まあその自己紹介にめっちゃ時間とられた気がするけど。
「あの館に何があったんだい?それに、あの追いかけていた黒い異形は?」
さて……全て話していいものか。
自己紹介はした。が、未だよく知らない相手である。突然斬りかかってくるかもしれないし、今向かっている先もよくわからない。
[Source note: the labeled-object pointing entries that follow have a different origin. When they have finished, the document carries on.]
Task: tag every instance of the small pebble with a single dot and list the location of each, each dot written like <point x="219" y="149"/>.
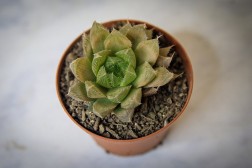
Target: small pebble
<point x="101" y="129"/>
<point x="112" y="132"/>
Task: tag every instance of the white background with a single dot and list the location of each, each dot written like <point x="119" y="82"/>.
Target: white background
<point x="214" y="131"/>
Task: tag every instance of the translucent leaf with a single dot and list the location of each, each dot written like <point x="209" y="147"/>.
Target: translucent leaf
<point x="114" y="80"/>
<point x="98" y="34"/>
<point x="147" y="51"/>
<point x="103" y="107"/>
<point x="163" y="76"/>
<point x="133" y="99"/>
<point x="102" y="78"/>
<point x="86" y="45"/>
<point x="99" y="60"/>
<point x="149" y="33"/>
<point x="81" y="68"/>
<point x="116" y="41"/>
<point x="124" y="115"/>
<point x="136" y="34"/>
<point x="78" y="92"/>
<point x="128" y="56"/>
<point x="129" y="76"/>
<point x="118" y="94"/>
<point x="107" y="80"/>
<point x="116" y="65"/>
<point x="145" y="74"/>
<point x="165" y="51"/>
<point x="164" y="61"/>
<point x="149" y="91"/>
<point x="124" y="30"/>
<point x="94" y="90"/>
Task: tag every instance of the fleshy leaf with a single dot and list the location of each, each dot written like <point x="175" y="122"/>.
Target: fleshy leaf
<point x="128" y="56"/>
<point x="78" y="92"/>
<point x="94" y="90"/>
<point x="116" y="95"/>
<point x="81" y="68"/>
<point x="124" y="115"/>
<point x="147" y="51"/>
<point x="165" y="51"/>
<point x="149" y="33"/>
<point x="114" y="80"/>
<point x="107" y="80"/>
<point x="103" y="107"/>
<point x="145" y="74"/>
<point x="86" y="45"/>
<point x="164" y="61"/>
<point x="116" y="41"/>
<point x="102" y="78"/>
<point x="99" y="60"/>
<point x="129" y="76"/>
<point x="136" y="34"/>
<point x="98" y="34"/>
<point x="149" y="91"/>
<point x="124" y="30"/>
<point x="116" y="65"/>
<point x="133" y="99"/>
<point x="163" y="76"/>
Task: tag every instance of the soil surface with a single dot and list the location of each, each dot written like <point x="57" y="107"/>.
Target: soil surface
<point x="154" y="113"/>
だがまあ、助けてもらったし。何よりこの状況でそれをするメリットもないか。
「俺達は、ベルガーという魔族がシャイニング卿という人物の研究成果を使って悪事をしていると思い、ここに来ました。その結果、『革命軍』を名乗る集団が研究所の跡地を占拠しているのに遭遇。交戦した、といった具合ですね」
「革命軍……では、あの黒いのもその一味かな?」
「そうですね。なおかつ、魔族です。名前はラルゴ。革命軍の幹部だそうです。また、革命軍の中には吸血鬼もいました」
「そうか……」
眉間に皺をよせ、視線を落とす大西さん。
「僕らも革命軍の動向を探っていた所だ。この国の事を調べに来たところ、偶然村人達が貴族を殺す瞬間を目撃してしまってね。そのまま『大和連合』のトップから情報収集をしてほしいと依頼されたんだ」
「……?調べにきて、偶然革命を知ったんですか?なにを調べに?」
「ああ、そういえば言ってなかったね」
大西さんから懐から何かを取り出す。広げて見せられた所、地図のようだ。
彼が指さすのは、大陸中央部のやや『西側』。リースランと隣接する最西の国よりも更に西に突き出した位置。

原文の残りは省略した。